ÉVÉNEMENT (1992)

Jeux Olympiques d'Albertville

 

Rencontre du sport et de l'art dans un moment historique : Albertville donne naissance à des cérémonies spectaculaires où la jeunesse et la pureté du geste sportif sont célébrées en grande parade. Femmes boules de neige ou danseurs élastiques, échassiers ou homme oiseau, les corps des danseurs se déploient sur la glace autour du mât central, centre de gravité du spectacle. Il y a des ralentis et de la vitesse, sur terre et dans les airs, ballet aérien et scènes de groupe en blanc et rouge. En 1992, les cérémonies d'ouverture et de clôture déforment et exacerbent le mouvement du sportif. Comme dans un rêve, mais à échelle olympique.
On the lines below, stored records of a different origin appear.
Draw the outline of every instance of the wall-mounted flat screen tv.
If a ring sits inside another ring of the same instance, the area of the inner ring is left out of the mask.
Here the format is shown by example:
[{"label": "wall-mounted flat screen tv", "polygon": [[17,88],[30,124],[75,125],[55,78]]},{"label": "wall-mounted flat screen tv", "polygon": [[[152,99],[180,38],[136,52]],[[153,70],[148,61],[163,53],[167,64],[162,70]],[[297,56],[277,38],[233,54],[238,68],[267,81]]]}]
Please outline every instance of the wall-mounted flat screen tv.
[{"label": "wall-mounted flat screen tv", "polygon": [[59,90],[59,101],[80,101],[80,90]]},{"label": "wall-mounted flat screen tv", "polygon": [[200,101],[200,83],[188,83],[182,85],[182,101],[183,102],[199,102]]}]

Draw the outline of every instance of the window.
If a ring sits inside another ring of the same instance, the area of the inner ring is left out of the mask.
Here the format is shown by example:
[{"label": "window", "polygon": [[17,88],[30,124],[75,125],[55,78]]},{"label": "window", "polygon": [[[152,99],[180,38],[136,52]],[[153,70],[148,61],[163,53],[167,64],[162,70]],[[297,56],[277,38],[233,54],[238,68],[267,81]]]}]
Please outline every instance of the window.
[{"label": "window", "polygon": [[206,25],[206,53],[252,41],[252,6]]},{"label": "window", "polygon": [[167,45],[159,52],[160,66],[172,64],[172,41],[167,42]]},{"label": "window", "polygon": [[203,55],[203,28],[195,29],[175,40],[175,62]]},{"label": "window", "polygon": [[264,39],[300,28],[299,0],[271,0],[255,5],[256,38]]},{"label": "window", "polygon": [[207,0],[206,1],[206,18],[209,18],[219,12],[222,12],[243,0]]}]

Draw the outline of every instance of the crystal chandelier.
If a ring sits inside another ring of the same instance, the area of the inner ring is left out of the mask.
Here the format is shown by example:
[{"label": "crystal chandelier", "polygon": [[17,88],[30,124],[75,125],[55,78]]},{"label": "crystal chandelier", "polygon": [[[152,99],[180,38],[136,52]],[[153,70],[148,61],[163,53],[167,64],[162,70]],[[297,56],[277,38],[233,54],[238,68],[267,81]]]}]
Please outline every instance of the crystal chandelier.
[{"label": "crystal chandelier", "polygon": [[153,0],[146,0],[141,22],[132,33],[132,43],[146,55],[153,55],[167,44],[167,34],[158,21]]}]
3 000 artistes, professionnels ou amateurs locaux, mis en scène par Philippe Decouflé et habillés par Philippe Guillotel participent à ces cérémonies d'Albertville devant deux milliards de téléspectateurs et 35 000 personnes.

 

DIRECTION ARTISTIQUE :
PHILIPPE DECOUFLÉ
PREMIÈRE ASSISTANTE :

PASCALE HENROT
DIRECTION DE PRODUCTION :
PASCALE ORTEGA ET JACQUES HINSTIN FOR TÉLÉMA
ASSISTANTS CHORÉGRAPHIQUES :
ÉRIC MARTIN ET MICHAEL O'ROURKE POUR LE PATINAGE, MURIEL CORBEL POUR LA PARADE, MARION BALLESTER POUR LE SPORT, HERMAN DIEPHUIS ET MAGALI CAILLET POUR LE BALLET AÉRIEN, LEE BLACK ET REBECCA ADAM POUR LES DRAPEAUX, CHRISTOPHE SALENGRO ET FRANÇOIS ROLLIN POUR LES TEXTES, VÉRONIQUE DEFRANOUX ET JÉRÔME BEL POUR LES DANSES FOLKLORIQUES.
COSTUMES :
PHILIPPE GUILLOTEL
DÉCORS :
GUY CLAUDE FRANÇOIS,  JEAN RABASSE
MUSIQUE :
JOSEPH RACAILLE, WOUDI, ANTONIN MAUREL, MARTIN MEISSONNIER

 

 

Deux milliards de téléspectateurs ont partagé avec les 35 000 privilégiés qui occupaient les tribunes d'Albertville, la magie de la cérémonie d'ouverture rêvée et réalisée par un chorégraphe de 30 ans, Philippe Decouflé, dont le nom s'inscrit en tête du palmarès de la fête olympique. Après un vertigineux ballet en trois dimensions, où danseurs, acrobates et musiciens ont échappé pendant près d'une heure à la pesanteur, cent participants chaussés de skis dansent les gestes de la descente et le ballet des slaloms.